Most people assume the the benefits of tofu are overruled by the fact that tofu tastes bad. It has a really bad reputation, but I'm here to tell you that it can taste like absolutely anything you want to eat.
For instance, want a delicious vegan chocolate mousse? Turn to silken tofu. Really craving scrambled eggs? Whip up some scrambled tofu and top it with black salt that has the same sulfur flavor of eggs. Dying for wings? Marinate blocks of tofu in your favorite marinade and it will take on the flavor of your favorite wings.
One of the best benefits of tofu is its absolute versatility.
But, it still can't escape that silly reputation.
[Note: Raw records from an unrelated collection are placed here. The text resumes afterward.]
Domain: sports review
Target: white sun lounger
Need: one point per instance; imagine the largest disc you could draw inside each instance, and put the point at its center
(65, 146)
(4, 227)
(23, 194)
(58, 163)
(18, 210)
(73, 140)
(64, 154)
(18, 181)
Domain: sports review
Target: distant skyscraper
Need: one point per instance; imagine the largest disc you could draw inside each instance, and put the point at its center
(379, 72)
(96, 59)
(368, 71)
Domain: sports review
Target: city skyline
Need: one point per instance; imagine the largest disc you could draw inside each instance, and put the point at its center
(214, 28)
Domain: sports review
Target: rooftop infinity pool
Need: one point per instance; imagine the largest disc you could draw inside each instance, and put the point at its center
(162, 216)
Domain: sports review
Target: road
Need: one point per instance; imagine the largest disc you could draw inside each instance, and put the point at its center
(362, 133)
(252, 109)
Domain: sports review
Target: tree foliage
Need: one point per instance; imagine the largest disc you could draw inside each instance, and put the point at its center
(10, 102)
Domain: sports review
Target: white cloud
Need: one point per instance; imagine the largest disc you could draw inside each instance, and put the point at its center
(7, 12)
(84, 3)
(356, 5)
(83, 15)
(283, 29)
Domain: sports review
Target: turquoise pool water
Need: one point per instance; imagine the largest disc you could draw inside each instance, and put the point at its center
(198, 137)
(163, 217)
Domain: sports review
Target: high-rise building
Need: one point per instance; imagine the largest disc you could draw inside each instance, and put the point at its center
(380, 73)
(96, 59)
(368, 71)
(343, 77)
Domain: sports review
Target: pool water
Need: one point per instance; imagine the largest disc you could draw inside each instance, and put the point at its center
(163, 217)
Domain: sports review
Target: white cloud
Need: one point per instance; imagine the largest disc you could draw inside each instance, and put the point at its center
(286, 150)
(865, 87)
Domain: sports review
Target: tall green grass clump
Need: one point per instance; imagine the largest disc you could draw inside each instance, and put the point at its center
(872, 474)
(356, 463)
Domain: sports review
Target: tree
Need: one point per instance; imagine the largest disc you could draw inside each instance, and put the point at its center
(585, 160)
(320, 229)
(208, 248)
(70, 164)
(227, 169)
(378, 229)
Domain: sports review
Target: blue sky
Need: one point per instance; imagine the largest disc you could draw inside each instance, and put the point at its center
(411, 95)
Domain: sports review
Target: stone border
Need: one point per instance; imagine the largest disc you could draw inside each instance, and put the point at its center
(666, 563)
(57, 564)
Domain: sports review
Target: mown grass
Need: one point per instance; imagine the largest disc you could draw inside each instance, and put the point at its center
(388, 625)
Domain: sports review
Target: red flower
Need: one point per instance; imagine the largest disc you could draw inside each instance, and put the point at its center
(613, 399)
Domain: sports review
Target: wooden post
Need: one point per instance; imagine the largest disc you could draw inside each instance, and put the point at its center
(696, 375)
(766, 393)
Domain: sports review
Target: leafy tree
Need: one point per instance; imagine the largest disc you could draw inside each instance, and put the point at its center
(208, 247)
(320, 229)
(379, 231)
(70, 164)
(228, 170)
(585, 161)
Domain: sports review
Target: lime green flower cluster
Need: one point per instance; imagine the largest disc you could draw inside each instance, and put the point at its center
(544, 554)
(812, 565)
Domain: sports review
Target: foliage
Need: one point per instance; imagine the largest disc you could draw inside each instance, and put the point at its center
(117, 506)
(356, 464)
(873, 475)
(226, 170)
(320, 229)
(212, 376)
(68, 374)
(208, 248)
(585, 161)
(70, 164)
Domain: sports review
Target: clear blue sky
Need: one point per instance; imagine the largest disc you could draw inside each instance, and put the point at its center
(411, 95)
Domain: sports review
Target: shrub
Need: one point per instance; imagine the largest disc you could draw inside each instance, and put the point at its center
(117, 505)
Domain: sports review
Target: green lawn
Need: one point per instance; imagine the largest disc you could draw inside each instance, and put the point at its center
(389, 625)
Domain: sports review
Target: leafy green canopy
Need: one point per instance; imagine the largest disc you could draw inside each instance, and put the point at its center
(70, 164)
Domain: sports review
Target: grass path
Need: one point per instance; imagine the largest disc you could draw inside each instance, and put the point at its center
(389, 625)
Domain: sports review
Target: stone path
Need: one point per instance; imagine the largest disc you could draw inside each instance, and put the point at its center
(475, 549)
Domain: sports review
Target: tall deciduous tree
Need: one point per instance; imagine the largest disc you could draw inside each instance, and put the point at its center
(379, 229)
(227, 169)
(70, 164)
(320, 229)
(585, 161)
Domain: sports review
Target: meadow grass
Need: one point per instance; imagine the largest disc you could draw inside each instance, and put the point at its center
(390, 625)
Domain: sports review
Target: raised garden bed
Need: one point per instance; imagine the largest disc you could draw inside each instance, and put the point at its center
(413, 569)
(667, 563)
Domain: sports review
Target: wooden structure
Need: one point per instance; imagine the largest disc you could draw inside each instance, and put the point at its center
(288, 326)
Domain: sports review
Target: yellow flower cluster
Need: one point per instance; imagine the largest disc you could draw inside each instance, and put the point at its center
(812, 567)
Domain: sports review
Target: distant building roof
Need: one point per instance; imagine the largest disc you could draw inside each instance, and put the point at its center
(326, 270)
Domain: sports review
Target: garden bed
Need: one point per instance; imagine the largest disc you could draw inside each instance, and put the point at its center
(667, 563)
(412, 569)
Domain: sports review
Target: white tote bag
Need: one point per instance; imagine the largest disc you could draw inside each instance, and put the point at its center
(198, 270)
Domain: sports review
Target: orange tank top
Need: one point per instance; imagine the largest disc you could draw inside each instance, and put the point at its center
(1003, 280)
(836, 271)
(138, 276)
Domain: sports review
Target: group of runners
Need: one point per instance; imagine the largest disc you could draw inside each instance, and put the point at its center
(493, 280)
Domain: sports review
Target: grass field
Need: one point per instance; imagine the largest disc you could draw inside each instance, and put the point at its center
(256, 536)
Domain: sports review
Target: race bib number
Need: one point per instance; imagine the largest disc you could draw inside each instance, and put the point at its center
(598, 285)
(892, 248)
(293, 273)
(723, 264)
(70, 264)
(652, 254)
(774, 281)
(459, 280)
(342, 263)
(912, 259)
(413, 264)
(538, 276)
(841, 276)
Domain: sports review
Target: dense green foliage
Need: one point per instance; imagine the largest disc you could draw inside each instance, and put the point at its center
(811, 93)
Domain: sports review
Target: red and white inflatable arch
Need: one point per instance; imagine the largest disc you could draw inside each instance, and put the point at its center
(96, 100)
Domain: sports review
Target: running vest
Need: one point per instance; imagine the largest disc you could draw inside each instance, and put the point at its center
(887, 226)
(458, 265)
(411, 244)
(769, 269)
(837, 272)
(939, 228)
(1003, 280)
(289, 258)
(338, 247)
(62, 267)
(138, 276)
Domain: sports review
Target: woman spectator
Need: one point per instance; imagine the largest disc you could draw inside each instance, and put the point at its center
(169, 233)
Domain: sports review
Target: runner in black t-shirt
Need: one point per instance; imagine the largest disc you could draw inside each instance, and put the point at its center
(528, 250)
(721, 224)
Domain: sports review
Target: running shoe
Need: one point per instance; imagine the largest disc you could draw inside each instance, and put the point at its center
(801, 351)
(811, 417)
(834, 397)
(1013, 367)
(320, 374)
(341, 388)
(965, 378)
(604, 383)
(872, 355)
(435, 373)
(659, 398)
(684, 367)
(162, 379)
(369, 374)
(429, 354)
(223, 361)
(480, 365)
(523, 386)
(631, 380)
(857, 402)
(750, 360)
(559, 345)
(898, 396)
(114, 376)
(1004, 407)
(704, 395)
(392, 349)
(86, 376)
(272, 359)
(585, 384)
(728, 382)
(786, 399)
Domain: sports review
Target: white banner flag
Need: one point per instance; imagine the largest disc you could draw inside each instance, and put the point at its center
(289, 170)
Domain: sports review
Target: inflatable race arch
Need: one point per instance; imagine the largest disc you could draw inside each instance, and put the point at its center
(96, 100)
Many think of it as the health food of health foods. Some think it's girly, or silly, or just gross tasting. Some just hate its texture (ask my mom.) Others just won't eat it on principle (again, ask my mom.)
I have also found places that make fresh tofu; where it comes out smooth and warm. It has a great, authentic beany flavor to it. Eventually I will conquer the soybean world and learn to make my own.
You can really turn tofu into just about anything you want.
Imagine the possibilities for the benefits of tofu!
You can even make it taste just like chicken!
Sometimes I just want to shake the tofu-haters and ask them why they have such a bias. But, instead, I will just sneak it into their dishes and wait until they say they love it, and then drop the truth on them. Ha!
You might wonder what exactly it is made from...
Well, it's soybean curd.
Yes, I can gross people out just by answering that question.
Frankly, it's made a lot like cheese. Hot soymilk is curdled with a coagulant (commonly nigari, but sometimes it's lemon juice or vinegar), and then the curds are pressed into a block. Actually, that's just like cheese.
So, stop being grossed out by the idea of it being a curd. Curd is a gross name, but other foods that don't gross you out are made from curds.
Tofu has been eaten in Asian cultures for thousands of years. It has a great deal of protein, B-vitamins, calcium, and iron. It has no cholesterol and is low in saturated fat and sodium. It is also high in isoflavones, which act like human estrogens.
What's funny to me is that I haven't been cooking with it for very long because I just didn't know how to cook with it. Now I know how easy it is and it seems like I have eaten it for years.
In stores, we can find a few main varieties of tofu: extra-firm, firm, soft, and silken. You can pretty much guess the texture of each of those. Here's a little information on the benefits of tofu styles:
Typically, tofu is in the refrigerated section of the store and comes in a cubed plastic container with water inside. If you are only using a small amount, you can put the rest in tupperware with fresh water and store it in the fridge. If you change the water daily, it should last for about a week in the fridge. You can also freeze it (without water) for about 6 months.
The silken type is usually in the Asian section and comes in a vacuum-packed brick with very little water.
I typically cut the package open over the sink and drain its water, and then press the block of tofu with a towel. The more moisture you can absorb from the block, the more flavoring you can get it to absorb. It is like a sponge, so the drier it is, the easier it is for it to soak up your favorite flavorings.
Don't be afraid to pick up a package-- it's usually very cheap and once you try it, you see how easy it is to cook, and you get all the amazing vegan protein and other health benefits of tofu.